После того, как я написал тебе о моем большом несчастий, я нашел убежище у дяди. Горе последовало за мной и туда: мои слезы текут, не переставая.

Я сделал тысячу напрасных поисков, и не могу ничем заглушить предчувствия горя: все наводить меня на мои опасения, и когда я вдруг вспоминаю эти печальные развалившиеся стены, я содрогаюсь от ужаса.

Ничто не равняется с печалью моей души. День, по-видимому, слишком короток для моей муки, и, словно недостаточно, что призраки страшат меня днем, они еще осаждают меня ночью. После нескольких мгновений беспокойного сна, я просыпаюсь в тоскливом ужасе. Мне кажется, что я вижу тень Люцилы, бледной и окровавленной, мне кажется, что слышу ее жалобный голос, и выхожу из этих ужасных грез, куда заводит меня отчаяние, только за тем, чтобы отдаться во власть еще более сокрушающих представлений.
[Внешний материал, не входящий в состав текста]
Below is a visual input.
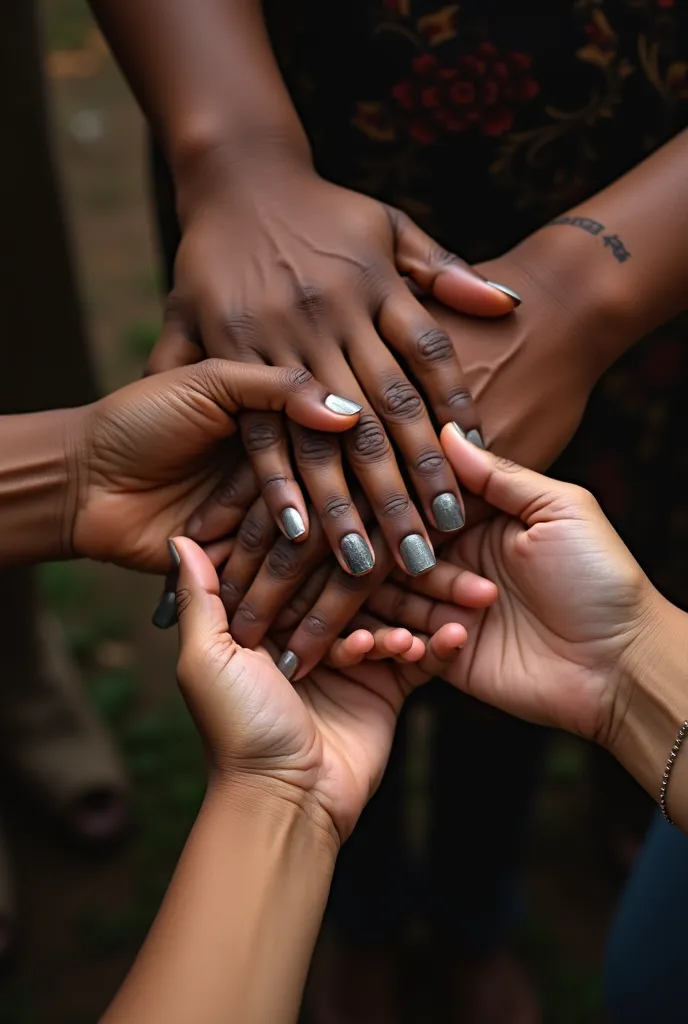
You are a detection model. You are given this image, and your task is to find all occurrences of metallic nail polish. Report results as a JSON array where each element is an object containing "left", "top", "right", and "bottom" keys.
[
  {"left": 151, "top": 590, "right": 177, "bottom": 630},
  {"left": 325, "top": 394, "right": 363, "bottom": 416},
  {"left": 280, "top": 509, "right": 306, "bottom": 541},
  {"left": 339, "top": 534, "right": 375, "bottom": 575},
  {"left": 277, "top": 650, "right": 301, "bottom": 679},
  {"left": 487, "top": 281, "right": 523, "bottom": 306},
  {"left": 399, "top": 534, "right": 435, "bottom": 575},
  {"left": 466, "top": 430, "right": 485, "bottom": 450},
  {"left": 432, "top": 492, "right": 465, "bottom": 532},
  {"left": 167, "top": 537, "right": 181, "bottom": 569}
]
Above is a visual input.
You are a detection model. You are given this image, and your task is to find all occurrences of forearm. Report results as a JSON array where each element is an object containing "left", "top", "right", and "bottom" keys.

Ах, неужели глаза мои раскрываются только для того, чтобы лить слезы? О, сцепление несчастий! Они редко приходят отдельно; они любят тесной вереницей преследовать несчастного.

Я оплакивал своих друзей, нужно было также оплакать мою милую! Мои прошлые печали поглощаются чувством ее потери. Люцила, во цвете лет, унесенная из этого мера, когда... При этой мысли, как усиливается моя скорбь!

Моя душа жадно упивается горечью, раздирается сердце и чувство счастья навсегда уходит, вытекая из этой раны.